A report just published by the UN Intergovernmental Panel on Climate Change (IPCC) warns, with unusual candour, that unless global warming is drastically reduced by 2030, our climate will undergo a wide array of catastrophic disruptions. Jim Skea, co-chair of the working group on mitigation, said: “We have presented governments with pretty hard choices. We have pointed out the enormous benefits of keeping to 1.5C [above Earth’s temperature before the Industrial Revolution], and also the unprecedented shift in energy systems and transport that would be needed to achieve that.” He then added: “We show it can be done within laws of physics and chemistry …. the final tick box is political will. We cannot answer that. Only our audience can – and that is the governments that receive it.”

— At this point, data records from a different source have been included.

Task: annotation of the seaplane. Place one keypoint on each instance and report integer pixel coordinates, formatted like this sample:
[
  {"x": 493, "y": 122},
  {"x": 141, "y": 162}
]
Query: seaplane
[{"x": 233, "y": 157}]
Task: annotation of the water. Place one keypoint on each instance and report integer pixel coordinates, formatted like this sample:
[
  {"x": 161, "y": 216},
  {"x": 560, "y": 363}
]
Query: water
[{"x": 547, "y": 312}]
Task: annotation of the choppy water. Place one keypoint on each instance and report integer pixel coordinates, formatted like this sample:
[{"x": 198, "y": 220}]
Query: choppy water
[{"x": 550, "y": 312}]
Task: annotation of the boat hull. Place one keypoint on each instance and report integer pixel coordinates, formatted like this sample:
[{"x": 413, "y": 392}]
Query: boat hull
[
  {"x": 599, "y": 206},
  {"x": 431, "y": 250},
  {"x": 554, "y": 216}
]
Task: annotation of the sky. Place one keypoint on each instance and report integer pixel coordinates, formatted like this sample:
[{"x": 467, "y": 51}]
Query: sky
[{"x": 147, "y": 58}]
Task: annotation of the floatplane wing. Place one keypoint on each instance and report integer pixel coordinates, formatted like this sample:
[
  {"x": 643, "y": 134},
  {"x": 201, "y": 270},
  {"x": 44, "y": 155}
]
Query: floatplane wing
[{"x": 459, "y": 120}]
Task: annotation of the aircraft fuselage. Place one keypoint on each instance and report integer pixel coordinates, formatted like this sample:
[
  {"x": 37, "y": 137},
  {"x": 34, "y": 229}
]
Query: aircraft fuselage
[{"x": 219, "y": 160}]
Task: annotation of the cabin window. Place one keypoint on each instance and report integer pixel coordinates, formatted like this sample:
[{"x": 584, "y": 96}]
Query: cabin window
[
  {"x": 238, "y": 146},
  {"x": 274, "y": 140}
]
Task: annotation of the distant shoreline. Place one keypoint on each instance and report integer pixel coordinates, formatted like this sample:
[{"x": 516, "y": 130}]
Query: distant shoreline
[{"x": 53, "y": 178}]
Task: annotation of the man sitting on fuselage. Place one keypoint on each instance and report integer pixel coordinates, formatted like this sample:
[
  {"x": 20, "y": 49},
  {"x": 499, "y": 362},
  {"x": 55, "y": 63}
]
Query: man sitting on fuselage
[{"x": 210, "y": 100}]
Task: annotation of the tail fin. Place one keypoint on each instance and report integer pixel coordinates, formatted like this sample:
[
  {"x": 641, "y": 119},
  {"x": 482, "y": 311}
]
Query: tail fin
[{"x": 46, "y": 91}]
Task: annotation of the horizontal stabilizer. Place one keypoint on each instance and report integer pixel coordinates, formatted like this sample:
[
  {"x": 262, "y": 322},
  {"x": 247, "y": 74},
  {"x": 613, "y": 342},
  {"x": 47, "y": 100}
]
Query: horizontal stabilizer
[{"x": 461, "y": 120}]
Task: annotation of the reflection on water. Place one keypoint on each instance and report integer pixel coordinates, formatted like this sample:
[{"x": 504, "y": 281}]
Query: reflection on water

The 1.5C target – already dangerously close to what humans can cope with – is the lower end of the pledges that were secured in the Paris talks. What is new is the scientists’ concern at what even that amount of change will entail. Half a degree doesn’t sound like much, but it would save us from 10 centimetres of global sea level rise, protect 20 percent of the planet from extreme heatwaves, afford icebergs in the Arctic sea a tenfold greater chance of lasting through the summer, and it would preserve nearly a quarter of the world’s coral reefs – nearly all of which would disappear at a rise of 2C.
Debra Roberts, a co-chair of the working group on impacts described the IPCC report as “a line in the sand” and “the largest clarion bell from the science community.” She expressed the hope that the report would “mobilize people and dent the mood of complacency.”
This complacency includes the Trump administration’s abandonment of the Paris Agreement and its dismantling of environmental protections. But it should also include our lack of concern about what is already in plain view. To give just one striking instance: in July 2017, an iceberg that weighed a trillion metric tons – the equivalent of more than 460 million Olympic sized swimming pools – detached itself from the Antarctic peninsula. Worse yet, most scientists interpreted the separation of the iceberg, Larsen C, as a prelude to further collapses in the ice sheets.
Faced with such grim facts, a tendency to despair is understandable. But there are reasons to hope that – as with CFC depletion of the ozone layer – we may yet, collectively, rise to the challenge. Consider, for example, the fact that Texas now produces more energy from wind than coal, that Costa Rica generates all but 2 percent of its energy from renewable sources, that Scotland has closed all of its coal-fired power plants and that many parts of the US, despite Trump’s climate change denialism, have introduced aggressive targets for reducing carbon, or eliminating it altogether, within the next 25 years. What the IPCC report underscores is that all of these responses need to be supported and, wherever possible, amplified.
Since our coastal plain cannot withstand catastrophic sea-level rise, Guyanese must hope that all of our politicians have heeded the IPCC warning. For even with its scientific hedging – assertions are made with “medium” or “high” confidence – the report’s key findings are stark enough for a layman to understand. One warns that “Populations at disproportionately higher risk of adverse consequences of global warming of 1.5°C and beyond include disadvantaged and vulnerable populations, some indigenous peoples, and local communities dependent on agricultural or coastal livelihoods (high confidence).” That sentence alone should make all of us realize that complacency towards climate change is no longer a sensible option.